Speaking about the project, Professor Caulfield said: 

“This four year project will examine the technical and systemic barriers to sustainable mobility by capturing emerging trends such as electric micro mobility, shifting travel patterns, and clean energy transitions. Through causal inference techniques, CIRCUIT will disentangle complex behavioural, spatial, and temporal interactions between energy use and mobility. This will support targeted interventions that promote energy efficient, resilient, and inclusive urban environments.” 

DISCLOSE: Distributed Sensing and Collaborative Optimisation for Smart Energy efficient Buildings 

Led by Trinity College Dublin, Project DISCLOSE aims to create an automated, intelligent energy management framework that allows everyday household devices to independently monitor and optimise their electricity usage. Currently, homeowners looking to benefit from smart metering and time-of-day billing must either manually schedule their appliance usage or invest in expensive, centralised systems that require extensive retrofits and raise significant data privacy concerns.

DISCLOSE directly addresses these challenges by developing a localised automation system where devices can securely coordinate their energy consumption without ever sharing personal data with external energy providers or grid operators. Ultimately, this privacy-preserving approach aims to help consumers seamlessly lower their energy bills, improve the resilience of the national electric grid, and encourage a wider transition to sustainable, energy-efficient homes.  

Speaking about the project, Dr.
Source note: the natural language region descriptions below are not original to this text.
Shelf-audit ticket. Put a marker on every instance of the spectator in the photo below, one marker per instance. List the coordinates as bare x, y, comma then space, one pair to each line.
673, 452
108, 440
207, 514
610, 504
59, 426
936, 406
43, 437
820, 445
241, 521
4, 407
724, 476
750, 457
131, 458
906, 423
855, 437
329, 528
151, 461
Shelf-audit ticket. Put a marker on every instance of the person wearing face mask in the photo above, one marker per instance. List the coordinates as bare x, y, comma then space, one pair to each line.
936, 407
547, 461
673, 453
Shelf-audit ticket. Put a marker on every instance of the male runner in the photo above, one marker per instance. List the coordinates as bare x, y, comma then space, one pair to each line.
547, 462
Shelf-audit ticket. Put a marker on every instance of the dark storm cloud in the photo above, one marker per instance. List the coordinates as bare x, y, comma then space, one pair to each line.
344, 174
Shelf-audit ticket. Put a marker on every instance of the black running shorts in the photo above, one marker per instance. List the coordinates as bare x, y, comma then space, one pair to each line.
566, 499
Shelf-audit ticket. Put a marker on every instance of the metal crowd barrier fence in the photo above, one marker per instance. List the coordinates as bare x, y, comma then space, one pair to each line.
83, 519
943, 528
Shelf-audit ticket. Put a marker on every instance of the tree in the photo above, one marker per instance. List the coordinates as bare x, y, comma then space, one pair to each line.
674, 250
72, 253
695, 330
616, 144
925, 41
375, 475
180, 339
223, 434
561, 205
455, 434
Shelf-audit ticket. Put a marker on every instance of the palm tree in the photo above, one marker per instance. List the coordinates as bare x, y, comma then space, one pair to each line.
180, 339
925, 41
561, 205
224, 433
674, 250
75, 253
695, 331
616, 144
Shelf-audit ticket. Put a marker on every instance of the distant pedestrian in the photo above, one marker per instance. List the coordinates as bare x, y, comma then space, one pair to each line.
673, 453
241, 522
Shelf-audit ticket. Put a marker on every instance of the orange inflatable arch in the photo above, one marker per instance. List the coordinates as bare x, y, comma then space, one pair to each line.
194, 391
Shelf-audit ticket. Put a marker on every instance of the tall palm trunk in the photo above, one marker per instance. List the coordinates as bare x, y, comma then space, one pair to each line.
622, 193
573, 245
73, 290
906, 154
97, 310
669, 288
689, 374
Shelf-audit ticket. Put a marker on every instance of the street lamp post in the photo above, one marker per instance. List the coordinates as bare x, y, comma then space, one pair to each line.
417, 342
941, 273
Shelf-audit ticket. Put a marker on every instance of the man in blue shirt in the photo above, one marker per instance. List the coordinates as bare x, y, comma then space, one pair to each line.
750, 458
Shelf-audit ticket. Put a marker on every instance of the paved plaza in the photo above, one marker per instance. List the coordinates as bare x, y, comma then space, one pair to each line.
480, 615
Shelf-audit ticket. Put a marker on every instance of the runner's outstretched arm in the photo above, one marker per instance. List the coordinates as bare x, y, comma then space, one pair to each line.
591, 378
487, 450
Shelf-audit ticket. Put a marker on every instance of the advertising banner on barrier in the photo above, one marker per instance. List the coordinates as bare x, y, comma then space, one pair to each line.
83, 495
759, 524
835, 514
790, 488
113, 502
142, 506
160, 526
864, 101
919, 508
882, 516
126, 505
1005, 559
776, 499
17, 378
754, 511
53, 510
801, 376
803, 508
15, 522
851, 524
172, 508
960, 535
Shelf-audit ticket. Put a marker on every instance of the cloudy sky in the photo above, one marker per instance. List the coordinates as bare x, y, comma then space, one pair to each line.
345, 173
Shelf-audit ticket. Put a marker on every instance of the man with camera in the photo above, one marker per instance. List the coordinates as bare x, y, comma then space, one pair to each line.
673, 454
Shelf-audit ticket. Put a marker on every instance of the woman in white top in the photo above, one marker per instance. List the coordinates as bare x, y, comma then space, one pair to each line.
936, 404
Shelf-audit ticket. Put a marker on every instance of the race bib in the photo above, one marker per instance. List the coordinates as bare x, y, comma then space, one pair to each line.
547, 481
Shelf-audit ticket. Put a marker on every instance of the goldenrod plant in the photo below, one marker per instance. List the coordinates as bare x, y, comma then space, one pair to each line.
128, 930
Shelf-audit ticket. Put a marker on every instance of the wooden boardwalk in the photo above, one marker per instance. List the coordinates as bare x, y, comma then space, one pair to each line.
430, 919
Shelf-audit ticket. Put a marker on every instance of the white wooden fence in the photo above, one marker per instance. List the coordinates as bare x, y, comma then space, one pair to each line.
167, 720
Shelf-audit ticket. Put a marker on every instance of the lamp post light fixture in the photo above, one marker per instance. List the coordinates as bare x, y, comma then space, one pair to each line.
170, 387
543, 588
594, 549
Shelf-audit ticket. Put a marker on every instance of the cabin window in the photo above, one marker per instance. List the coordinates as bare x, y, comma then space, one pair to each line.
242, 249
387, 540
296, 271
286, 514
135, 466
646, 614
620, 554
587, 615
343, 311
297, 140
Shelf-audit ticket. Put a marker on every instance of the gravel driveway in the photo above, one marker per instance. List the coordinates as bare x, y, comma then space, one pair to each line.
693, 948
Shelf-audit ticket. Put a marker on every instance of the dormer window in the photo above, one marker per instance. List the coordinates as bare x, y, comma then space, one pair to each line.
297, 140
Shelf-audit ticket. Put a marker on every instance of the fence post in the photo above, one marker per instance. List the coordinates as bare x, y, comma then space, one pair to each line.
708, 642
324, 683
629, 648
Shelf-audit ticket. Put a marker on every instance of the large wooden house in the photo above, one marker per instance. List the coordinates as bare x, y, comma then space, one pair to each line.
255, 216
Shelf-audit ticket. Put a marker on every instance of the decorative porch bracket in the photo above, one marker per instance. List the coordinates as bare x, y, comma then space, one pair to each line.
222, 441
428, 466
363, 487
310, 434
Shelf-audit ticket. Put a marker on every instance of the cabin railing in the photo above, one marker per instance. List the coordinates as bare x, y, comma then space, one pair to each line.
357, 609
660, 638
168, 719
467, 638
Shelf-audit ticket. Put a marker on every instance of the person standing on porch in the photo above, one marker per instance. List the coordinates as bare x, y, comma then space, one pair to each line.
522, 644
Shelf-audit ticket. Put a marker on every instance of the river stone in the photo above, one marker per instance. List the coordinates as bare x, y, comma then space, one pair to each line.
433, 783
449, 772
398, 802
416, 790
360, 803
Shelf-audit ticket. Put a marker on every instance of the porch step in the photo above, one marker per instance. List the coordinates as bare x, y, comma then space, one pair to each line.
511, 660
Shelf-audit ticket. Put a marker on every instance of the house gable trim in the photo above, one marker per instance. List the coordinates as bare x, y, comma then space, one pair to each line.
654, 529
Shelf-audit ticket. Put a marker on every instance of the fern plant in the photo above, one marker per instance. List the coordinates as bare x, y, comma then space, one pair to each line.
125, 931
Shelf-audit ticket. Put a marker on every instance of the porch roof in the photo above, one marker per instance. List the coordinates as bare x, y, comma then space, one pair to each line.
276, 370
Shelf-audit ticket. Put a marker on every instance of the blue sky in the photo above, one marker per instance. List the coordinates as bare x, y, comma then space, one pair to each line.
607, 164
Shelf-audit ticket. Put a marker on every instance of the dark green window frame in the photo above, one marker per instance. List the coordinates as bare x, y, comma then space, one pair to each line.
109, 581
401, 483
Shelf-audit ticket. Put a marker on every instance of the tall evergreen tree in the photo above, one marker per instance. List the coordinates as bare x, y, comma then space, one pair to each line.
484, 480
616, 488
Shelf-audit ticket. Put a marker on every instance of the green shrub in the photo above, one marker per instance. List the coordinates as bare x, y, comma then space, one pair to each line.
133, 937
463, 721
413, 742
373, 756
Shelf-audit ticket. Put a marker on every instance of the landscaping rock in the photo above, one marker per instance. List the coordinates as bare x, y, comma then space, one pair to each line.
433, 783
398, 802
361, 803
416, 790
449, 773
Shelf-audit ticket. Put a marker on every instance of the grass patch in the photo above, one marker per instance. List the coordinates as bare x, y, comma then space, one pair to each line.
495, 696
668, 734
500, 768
Shanker, Principal Investigator of DISCLOSE said:  

"In this project, we are moving away from traditional, centralised home energy management towards a distributed consensus model. By leveraging novel lightweight consensus algorithms and flexible smart contracts, connected devices will be able to securely aggregate consumption data and collaboratively determine optimal control schedules in real-time. At the same time, the system will retain the flexibility to adapt to human-driven interactions and overrides automatically. For smart home system design, this means we can deploy granular, automated demand-side management using the existing computational capabilities of modern devices over standard wireless interfaces. This effectively eliminates the need for expensive hardware retrofits or reliance on subscription-based cloud analytics, fundamentally democratising how buildings handle active load management."